Some startling omissions by Sanger and Broad are more interesting than their belated revelation about Iran’s increasing stockpile of enriched uranium. They cited a claim by Iranian officials mentioned in a May 29, 2015 report analysis by the Institute for Science and International Security, a Washington research group, that a delay in converting their enriched uranium into powder was because a conversion plant “did not work properly.” However, Sangar and Broad omitted several serious concerns raised in the same report about Iran’s nuclear program, including that Tehran may be trying to get the international community to allow it to have more centrifuges in a final nuclear agreement by manipulating the output of centrifuges it is currently operating to make them appear less efficient.
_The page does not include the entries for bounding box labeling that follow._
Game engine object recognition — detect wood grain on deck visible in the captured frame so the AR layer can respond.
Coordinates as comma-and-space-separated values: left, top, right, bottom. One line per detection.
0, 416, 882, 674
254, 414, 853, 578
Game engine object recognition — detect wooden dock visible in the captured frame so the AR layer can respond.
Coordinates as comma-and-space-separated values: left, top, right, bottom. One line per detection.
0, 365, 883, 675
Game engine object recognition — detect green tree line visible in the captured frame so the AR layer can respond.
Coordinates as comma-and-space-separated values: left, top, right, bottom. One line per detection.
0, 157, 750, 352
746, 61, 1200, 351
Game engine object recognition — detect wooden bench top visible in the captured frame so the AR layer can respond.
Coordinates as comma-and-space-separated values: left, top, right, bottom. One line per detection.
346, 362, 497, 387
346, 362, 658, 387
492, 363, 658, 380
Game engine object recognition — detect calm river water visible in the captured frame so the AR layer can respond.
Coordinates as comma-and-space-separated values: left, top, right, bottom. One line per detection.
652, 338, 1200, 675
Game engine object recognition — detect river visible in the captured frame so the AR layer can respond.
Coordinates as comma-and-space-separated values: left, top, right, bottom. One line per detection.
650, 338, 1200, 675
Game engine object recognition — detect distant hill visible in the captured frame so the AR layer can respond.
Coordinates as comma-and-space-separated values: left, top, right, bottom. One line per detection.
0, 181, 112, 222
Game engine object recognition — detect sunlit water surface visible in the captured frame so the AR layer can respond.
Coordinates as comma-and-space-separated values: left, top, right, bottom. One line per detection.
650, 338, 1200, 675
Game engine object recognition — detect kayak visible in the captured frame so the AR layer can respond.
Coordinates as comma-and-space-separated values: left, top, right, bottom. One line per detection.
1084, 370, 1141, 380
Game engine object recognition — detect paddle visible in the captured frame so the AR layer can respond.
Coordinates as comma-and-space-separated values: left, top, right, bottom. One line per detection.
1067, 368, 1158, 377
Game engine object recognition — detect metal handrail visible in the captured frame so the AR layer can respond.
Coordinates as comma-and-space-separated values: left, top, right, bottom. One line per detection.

The report also notes that Iran continues to refuse to answer questions about past and possibly ongoing work related to nuclear-weapons development.

The Sanger/Broad article makes other dubious claims about how President Obama’s nuclear diplomacy with Iran is working and how the world would be worse off without the nuclear talks. Overall, this piece is just the latest effort by the New York Times to run interference for the Obama administration’s failing foreign policy and explain away inconvenient facts about how Iran has routed the United States in the nuclear talks.